At the mushaaerah I was accosted by Sehba Akhtar who saw my kurta-pyjaama and asked if I was 'one of them'. I asked him if he meant 'shaaer' or 'shia' He went back to the stage and kept on laughing every time his eye caught mine.We rushed home after the mushaaerah - around 4 AM! - and brought Mohsin Bhai home. We stayed up till the next morning while he recited a few new ghazals for us. Here is one that Nuzhat loved and she asked him to record it the next weekend when he came again.
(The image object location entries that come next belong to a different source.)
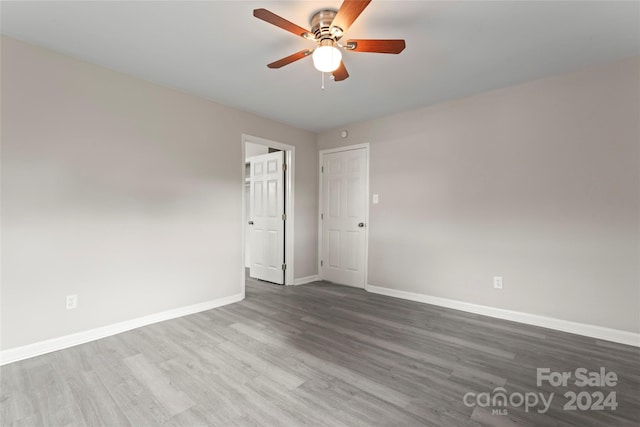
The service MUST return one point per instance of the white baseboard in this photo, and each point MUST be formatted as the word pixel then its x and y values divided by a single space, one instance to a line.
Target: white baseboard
pixel 599 332
pixel 305 280
pixel 54 344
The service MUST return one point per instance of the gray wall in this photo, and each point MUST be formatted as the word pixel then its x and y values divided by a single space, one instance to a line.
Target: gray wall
pixel 125 193
pixel 538 183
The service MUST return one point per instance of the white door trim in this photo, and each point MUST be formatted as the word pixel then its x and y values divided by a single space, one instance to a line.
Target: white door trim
pixel 289 204
pixel 320 208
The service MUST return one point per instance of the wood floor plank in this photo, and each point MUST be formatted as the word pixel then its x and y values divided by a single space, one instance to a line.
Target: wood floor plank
pixel 317 355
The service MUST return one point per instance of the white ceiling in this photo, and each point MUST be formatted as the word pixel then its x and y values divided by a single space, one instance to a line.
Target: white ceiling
pixel 218 50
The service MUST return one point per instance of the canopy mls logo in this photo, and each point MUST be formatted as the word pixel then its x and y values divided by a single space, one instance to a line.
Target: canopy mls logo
pixel 499 399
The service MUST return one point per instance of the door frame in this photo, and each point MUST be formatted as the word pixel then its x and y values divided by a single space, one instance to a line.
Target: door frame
pixel 366 210
pixel 289 158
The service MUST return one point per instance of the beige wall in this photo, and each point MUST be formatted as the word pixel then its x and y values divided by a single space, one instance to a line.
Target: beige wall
pixel 538 183
pixel 125 193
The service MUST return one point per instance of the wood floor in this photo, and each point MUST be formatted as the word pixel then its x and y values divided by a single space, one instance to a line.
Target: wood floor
pixel 317 354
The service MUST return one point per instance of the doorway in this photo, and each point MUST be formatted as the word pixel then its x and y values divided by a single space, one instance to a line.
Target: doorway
pixel 344 215
pixel 258 149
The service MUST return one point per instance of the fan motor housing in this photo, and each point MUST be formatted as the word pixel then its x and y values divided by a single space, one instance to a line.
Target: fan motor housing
pixel 321 25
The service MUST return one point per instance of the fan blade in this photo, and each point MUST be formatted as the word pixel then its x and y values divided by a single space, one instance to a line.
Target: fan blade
pixel 341 73
pixel 348 13
pixel 291 58
pixel 278 21
pixel 377 46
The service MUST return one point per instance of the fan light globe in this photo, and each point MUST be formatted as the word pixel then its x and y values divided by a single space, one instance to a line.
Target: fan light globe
pixel 327 58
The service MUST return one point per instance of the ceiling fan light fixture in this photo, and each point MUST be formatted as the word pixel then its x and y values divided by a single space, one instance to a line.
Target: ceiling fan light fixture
pixel 327 58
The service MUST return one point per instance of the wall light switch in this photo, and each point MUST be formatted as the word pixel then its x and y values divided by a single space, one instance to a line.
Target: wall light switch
pixel 72 302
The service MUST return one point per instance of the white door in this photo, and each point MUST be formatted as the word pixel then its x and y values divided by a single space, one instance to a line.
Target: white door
pixel 343 216
pixel 266 217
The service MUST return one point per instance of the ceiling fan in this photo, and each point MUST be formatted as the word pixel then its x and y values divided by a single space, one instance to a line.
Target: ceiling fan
pixel 327 28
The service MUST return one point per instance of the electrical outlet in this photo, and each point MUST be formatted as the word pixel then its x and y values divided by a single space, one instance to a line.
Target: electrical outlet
pixel 72 302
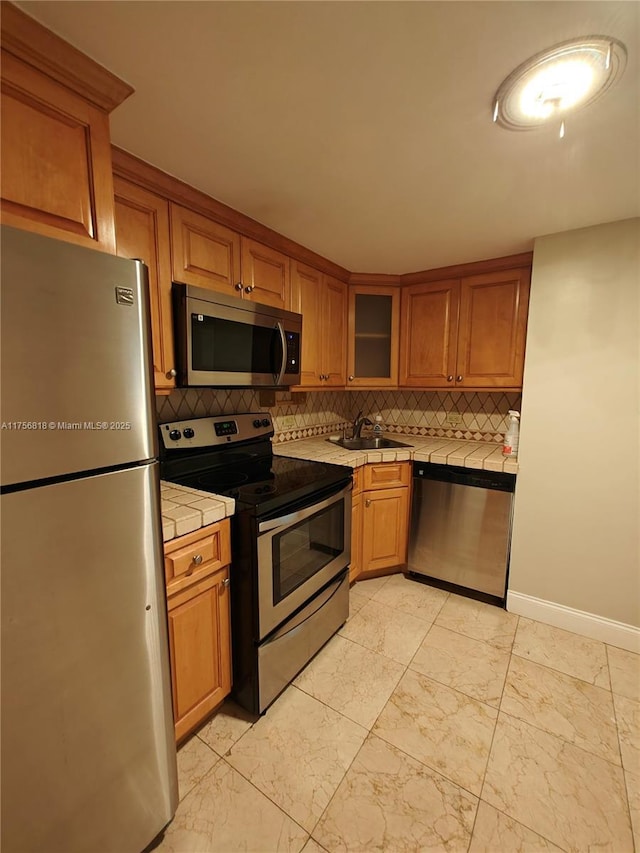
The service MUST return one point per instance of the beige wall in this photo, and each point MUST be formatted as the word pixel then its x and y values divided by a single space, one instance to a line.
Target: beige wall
pixel 577 509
At the mushaaerah was also Havi from Balochistan. Havi was chosen because he loved Ghalib and his takhallus had a similar meaning. He had recited several ghazals in Ghalib's zameens at the mushaaerah the night before. I forget his surname and have never heard him since then and at our house the next day (Does anyone know where he is?) …
Finally, a poem from Asghar Gorakhpuri that was incomplete when he died. Its here for you to listen to since it was never recited anywhere else.
(Does anyone have his son Asad's phone number? I have two and both are always off. Please put it in the comments box and I'll try to get hold of him.)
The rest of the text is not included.